Romanzo criminale relate le parcours chaotique d’une bande de criminels italiens qui a sévi à Rome entre les années 1970 et 1980. D’emblée, on est agressé par l’enchaînement rapide des séquences. Si rapide que la compréhension du film en devient un défi pour l’intelligence. Certes, on saisit le développement de la trame narrative, et on voit à peu près où le réalisateur nous mène. Mais on a bien du mal à combler mentalement les ellipses qui séparent les segments. Le choix d’une narration linéaire ne sauve pas l'oeuvre, qui reste malgré tout terriblement indigeste. On a souvent l’impression de regarder le brouillon et non la mouture finale du film.
Le dynamisme exacerbé du montage – surtout durant le premier tiers – en devient même ridicule. On a la désagréable impression que le réalisateur veut vite en finir avec l’ascension de ses personnages, pour décrire ensuite minutieusement leur anéantissement. Car c’est bien la chute irrémédiable des protagonistes qui l’intéresse le plus.

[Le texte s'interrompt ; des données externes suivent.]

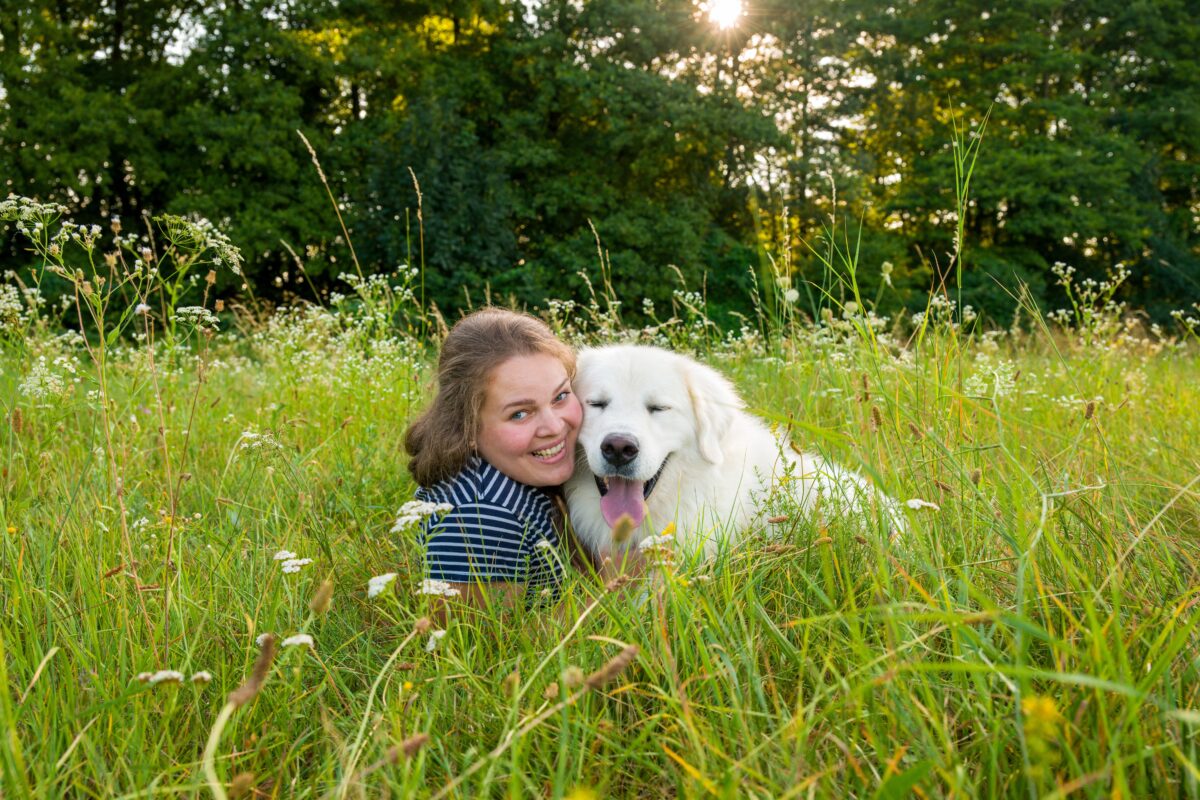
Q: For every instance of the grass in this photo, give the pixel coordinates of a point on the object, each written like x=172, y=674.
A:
x=1033, y=636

Il s’agit là d’une règle du genre. La fresque mafieuse ressasse, depuis que le film criminel existe, la dure vie du loubard, qui n’a pas le temps de profiter de son argent, de son pouvoir ou de son succès auprès des femmes. On oublie que des membres de Cosa Nostra meurent tranquillement dans leur lit ; ou bien sont incarcérés à quatre vingt ans passés[1]. La progression dramatique ne s’écarte donc jamais des conventions. Le spectateur n’échappe pas non plus à la succession des tubes de l’époque, sensée apporter au récit la couleur historique des "années de plomb".
Reste l’aspect politique, tout juste esquissé. L’œuvre engage une vague réflexion sur le rapport du gangstérisme mafieux et du terrorisme des Brigades Rouges. Fredo (Kim Rossi Stuart), l’un des membres de la bande, est traumatisé par l’attentat de la gare de Bologne, alors qu’il est lui-même un assassin. Une cellule secrète qui opère pour l’Etat profite d’ailleurs du gangstérisme pour tenter de retrouver Aldo Moro, enlevé par les Brigades. En vain.
Le gouvernement se sert de la criminalité pour assurer le fonctionnement de la démocratie. Le mécanisme du pouvoir a besoin de se nourrir de l’illégalité, qu’il combat ou qu’il laisse proliférer en fonction des stratégies adoptées. Evidement, ces pratiques ont des conséquences dramatiques. Elles favorisent l’éclosion de nouveaux réseaux hybrides.
Romanzo Criminale annonce en ce sens le berlusconisme et la victoire des intérêts économiques particuliers sur les valeurs démocratiques. Sans exploiter hélas ce thème si prometteur.
Aurélien Portelli - mai 2006
____________________
[1] Cf. l’excellent article de Francesco Merlo (La Repubblica), publié en France dans Courrier international (cf. n°807, 20-26 avril 2006, p. 14). Le journaliste montre combien la réalité de la mafia s’écarte de ses représentations romantiques usuelles ; tout en rappelant que les sociétés criminelles ont été influencées par des œuvres comme Le parrain, auxquelles elles ont emprunté certains codes d’expression et d’identification.